Crítica

Perguntar não custa

Uma espécie de consultório filosófico

Há não muito tempo, Alexander George, com mais alguns filósofos, teve a ideia de aproveitar a Internet para criar um sítio onde pudessem ser dadas respostas a toda a espécie de perguntas filosóficas que costumam, de uma forma mais ou menos espontânea, ocorrer às pessoas ao longo das suas vidas. Se essas perguntas, que tão bem nos distinguem enquanto seres humanos, são perguntas filosóficas, por que não dar, então, uma oportunidade aos especialistas em filosofia de mostrarem serviço à comunidade e, em contrapartida, devolver à filosofia uma posição mais próxima do quotidiano das pessoas? O desafio para estes filósofos era, pois, alcançar um público que primasse pela generalidade, o que implicava proporcionar-lhe respostas acessíveis às suas inquietações mais humanas, mas, ainda assim, de forma a poderem ser levadas a sério filosoficamente, ou seja, como respostas feitas com argumentos, alguns mais complexos, outros mais humorados, mas todos genuínos, distintos e susceptíveis de discussão. Numa palavra, sem confundir nunca filosofia com leituras de autoajuda e afins.

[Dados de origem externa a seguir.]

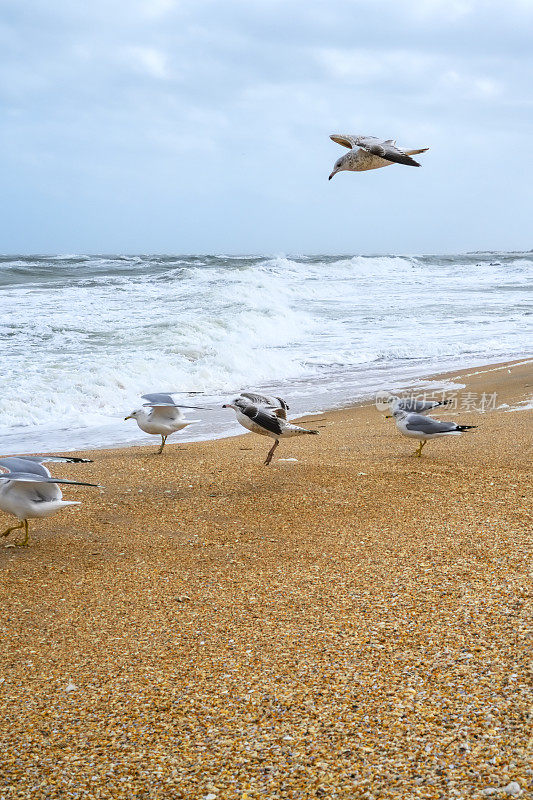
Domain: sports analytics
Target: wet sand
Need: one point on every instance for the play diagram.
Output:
(348, 625)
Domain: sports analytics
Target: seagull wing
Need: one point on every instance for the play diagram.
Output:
(20, 464)
(386, 149)
(31, 477)
(346, 140)
(161, 412)
(421, 424)
(271, 402)
(264, 418)
(158, 399)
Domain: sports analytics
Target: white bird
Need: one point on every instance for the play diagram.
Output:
(417, 426)
(164, 418)
(369, 152)
(28, 491)
(413, 404)
(266, 420)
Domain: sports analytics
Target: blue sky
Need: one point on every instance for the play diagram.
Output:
(203, 125)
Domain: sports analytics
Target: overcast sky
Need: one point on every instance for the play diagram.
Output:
(185, 126)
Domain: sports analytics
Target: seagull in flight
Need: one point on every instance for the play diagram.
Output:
(28, 491)
(164, 418)
(267, 420)
(369, 152)
(418, 426)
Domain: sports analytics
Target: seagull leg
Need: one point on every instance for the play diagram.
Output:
(24, 542)
(418, 451)
(271, 452)
(13, 528)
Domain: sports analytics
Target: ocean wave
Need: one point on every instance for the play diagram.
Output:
(85, 336)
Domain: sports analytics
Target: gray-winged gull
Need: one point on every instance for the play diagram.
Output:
(266, 421)
(164, 418)
(28, 491)
(369, 152)
(413, 405)
(417, 426)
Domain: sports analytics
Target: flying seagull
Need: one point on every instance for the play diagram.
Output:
(417, 426)
(369, 152)
(164, 418)
(266, 421)
(28, 491)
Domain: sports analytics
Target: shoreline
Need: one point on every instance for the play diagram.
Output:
(348, 620)
(408, 385)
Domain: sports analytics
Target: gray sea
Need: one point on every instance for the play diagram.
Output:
(82, 337)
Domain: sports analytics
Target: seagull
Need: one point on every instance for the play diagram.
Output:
(28, 491)
(412, 405)
(417, 426)
(164, 418)
(34, 463)
(369, 152)
(265, 420)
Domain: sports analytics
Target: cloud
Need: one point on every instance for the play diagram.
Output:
(220, 112)
(147, 60)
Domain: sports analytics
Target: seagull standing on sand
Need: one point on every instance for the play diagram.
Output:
(417, 426)
(413, 405)
(266, 419)
(369, 152)
(28, 491)
(164, 418)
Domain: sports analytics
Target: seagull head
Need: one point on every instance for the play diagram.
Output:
(338, 166)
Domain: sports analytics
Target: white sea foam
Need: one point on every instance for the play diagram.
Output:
(84, 336)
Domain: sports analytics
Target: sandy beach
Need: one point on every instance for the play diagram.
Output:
(350, 623)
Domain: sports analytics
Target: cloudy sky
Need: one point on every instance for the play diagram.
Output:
(185, 126)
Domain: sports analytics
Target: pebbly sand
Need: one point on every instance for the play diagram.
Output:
(348, 625)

O "sítio" que albergou esta espécie de consultório filosófico ( www.askphilosophers.org) foi e continua a ser um sucesso, contando hoje com um arquivo de milhares de perguntas e respostas para consulta do público, bem como o registo da colaboração de largas dezenas de filósofos "profissionais", tendo, sem dúvida, valor didáctico para o ensino escolar da filosofia.

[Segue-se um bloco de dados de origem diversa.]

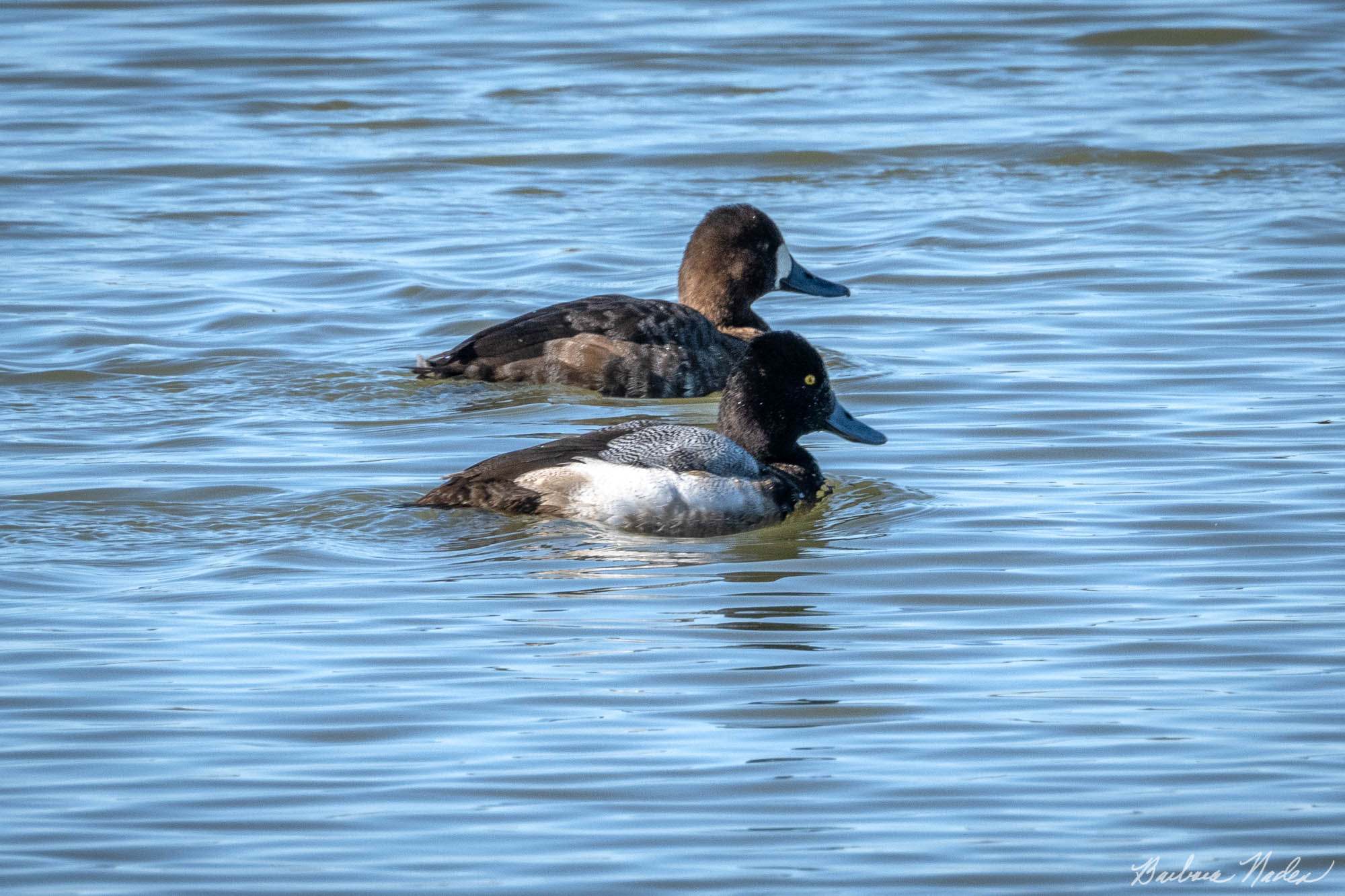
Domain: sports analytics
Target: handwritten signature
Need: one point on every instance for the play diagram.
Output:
(1258, 872)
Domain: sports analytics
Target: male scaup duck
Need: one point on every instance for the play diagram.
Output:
(657, 478)
(648, 348)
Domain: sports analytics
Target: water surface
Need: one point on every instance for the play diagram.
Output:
(1083, 608)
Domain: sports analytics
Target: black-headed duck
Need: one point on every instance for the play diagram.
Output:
(656, 478)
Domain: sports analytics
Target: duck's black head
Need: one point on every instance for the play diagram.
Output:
(738, 255)
(781, 392)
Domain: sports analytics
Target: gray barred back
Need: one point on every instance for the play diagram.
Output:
(683, 450)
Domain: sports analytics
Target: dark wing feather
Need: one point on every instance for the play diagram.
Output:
(493, 482)
(622, 318)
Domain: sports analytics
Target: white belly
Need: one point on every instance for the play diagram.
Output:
(654, 501)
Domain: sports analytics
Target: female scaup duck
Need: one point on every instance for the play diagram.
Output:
(646, 348)
(657, 478)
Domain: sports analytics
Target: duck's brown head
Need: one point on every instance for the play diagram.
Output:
(738, 255)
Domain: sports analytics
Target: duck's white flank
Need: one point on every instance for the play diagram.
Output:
(654, 499)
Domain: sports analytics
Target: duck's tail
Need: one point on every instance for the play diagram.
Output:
(438, 368)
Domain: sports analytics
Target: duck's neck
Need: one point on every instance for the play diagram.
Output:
(783, 451)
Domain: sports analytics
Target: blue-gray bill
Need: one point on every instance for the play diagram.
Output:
(843, 424)
(802, 280)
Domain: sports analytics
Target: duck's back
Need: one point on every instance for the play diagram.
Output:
(642, 477)
(615, 345)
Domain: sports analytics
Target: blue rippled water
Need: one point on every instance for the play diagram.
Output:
(1083, 610)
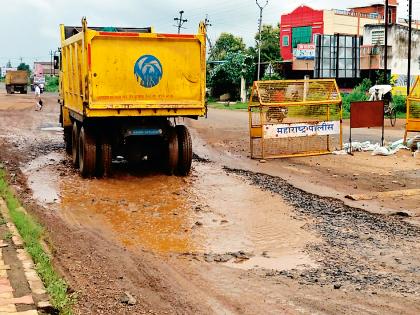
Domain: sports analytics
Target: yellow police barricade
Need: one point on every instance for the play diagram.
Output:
(413, 110)
(294, 118)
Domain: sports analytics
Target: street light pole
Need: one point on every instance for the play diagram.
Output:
(386, 43)
(410, 18)
(180, 21)
(259, 31)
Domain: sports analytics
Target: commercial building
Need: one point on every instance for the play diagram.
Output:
(372, 52)
(303, 24)
(351, 43)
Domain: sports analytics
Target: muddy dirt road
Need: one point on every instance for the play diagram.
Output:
(232, 238)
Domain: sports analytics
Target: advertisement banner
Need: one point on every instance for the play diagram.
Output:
(304, 52)
(323, 128)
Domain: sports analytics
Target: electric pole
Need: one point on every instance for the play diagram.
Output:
(386, 43)
(207, 24)
(180, 21)
(259, 31)
(410, 20)
(52, 62)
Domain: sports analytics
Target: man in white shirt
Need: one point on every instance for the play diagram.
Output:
(38, 98)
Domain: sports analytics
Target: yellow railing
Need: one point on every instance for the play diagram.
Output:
(294, 118)
(413, 110)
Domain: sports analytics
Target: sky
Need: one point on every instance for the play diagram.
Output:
(29, 29)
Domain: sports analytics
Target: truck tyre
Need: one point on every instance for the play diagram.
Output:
(173, 150)
(75, 145)
(87, 153)
(184, 150)
(67, 135)
(104, 158)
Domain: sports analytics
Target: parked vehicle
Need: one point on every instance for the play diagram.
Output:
(122, 91)
(38, 80)
(16, 81)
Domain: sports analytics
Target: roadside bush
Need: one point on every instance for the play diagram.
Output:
(400, 103)
(358, 94)
(51, 84)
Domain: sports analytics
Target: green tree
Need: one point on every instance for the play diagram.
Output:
(225, 44)
(226, 77)
(24, 66)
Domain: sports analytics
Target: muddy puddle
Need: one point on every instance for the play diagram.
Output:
(207, 213)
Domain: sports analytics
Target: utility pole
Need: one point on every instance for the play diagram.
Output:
(207, 24)
(259, 31)
(180, 21)
(386, 43)
(52, 62)
(410, 20)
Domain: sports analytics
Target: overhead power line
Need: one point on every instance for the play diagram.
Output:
(180, 21)
(261, 7)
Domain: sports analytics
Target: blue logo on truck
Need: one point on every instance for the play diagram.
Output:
(148, 71)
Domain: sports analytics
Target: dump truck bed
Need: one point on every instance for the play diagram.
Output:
(132, 72)
(16, 77)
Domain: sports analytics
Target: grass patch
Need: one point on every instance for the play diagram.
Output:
(237, 106)
(51, 84)
(31, 232)
(7, 236)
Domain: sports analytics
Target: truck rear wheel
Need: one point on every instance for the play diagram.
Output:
(184, 150)
(87, 153)
(104, 158)
(75, 145)
(67, 135)
(173, 150)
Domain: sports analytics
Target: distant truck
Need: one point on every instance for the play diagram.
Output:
(123, 92)
(16, 81)
(38, 80)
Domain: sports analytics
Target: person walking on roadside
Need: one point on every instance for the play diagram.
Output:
(38, 98)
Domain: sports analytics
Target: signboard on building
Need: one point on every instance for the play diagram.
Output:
(4, 70)
(304, 52)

O livro que agora se edita, com o título "Que Diria Sócrates?", e o subtítulo "Os filósofos respondem às suas perguntas sobre o amor, o nada e tudo o resto", equivale a um "Best of" desses milhares de perguntas e respostas. A única diferença relativamente ao sítio na Net está no facto de as perguntas no livro se arrumarem segundo uma disposição mais clássica, distribuídas por quatro secções, cada uma dedicada a uma das quatro grandes questões que Kant considerou centrais no inquérito filosófico: "Que posso saber?", "Que devo fazer?", "Que posso esperar?" e "O que é o homem?" Esta arrumação terá ficado a dever-se menos a preocupações de sistematização quanto a razões de facilidade de manuseamento para os leitores, como se de secções de um breviário se tratassem, fazendo-se a leitura das questões sem que nenhuma ordem de precedências esteja em causa, podendo até marcar-se páginas como quem escolhe perguntas e respostas favoritas.

Se a ideia era mostrar como a filosofia é acessível e interessante para a vida quotidiana das pessoas, então o resultado parece muito bem conseguido. Este é, de facto, um daqueles livros que se oferece bem a qualquer um e que é facilmente lido por qualquer espécie de gente.

Novos ou menos novos, atreitos à especulação ou menos dados a deambulações, todos temos hesitações que nos fazem perguntar.

Por isso, talvez o maior mérito esteja não tanto na inteligência e pluralismo das respostas dadas, mas na vitalidade renovadora das perguntas lançadas por pessoas de um público geral, perguntas tão extraordinariamente concretas como "Estarei moralmente obrigado a dizer à minha parceira sexual se fantasio com outra pessoa quando estou a fazer amor com ela?", "A sorte e o azar existem, ou foram simplesmente inventados para proporcionar desculpas?"; "O facto de uma coisa existir na imaginação de alguém não dá a essa coisa pelo menos um mínimo de realidade?"; "Porque devemos respeitar os mortos?" O surpreendente é ver como este simples exercício de verbalizar perguntas que arriscavam calar-se em silêncio por despropósito de alguma espécie pode ser recompensado com respostas com sentido, inteligentes, até bem-dispostas, e que isso é filosofia. Perguntar não custa, liga a filosofia à sua origem mais sensível e humana.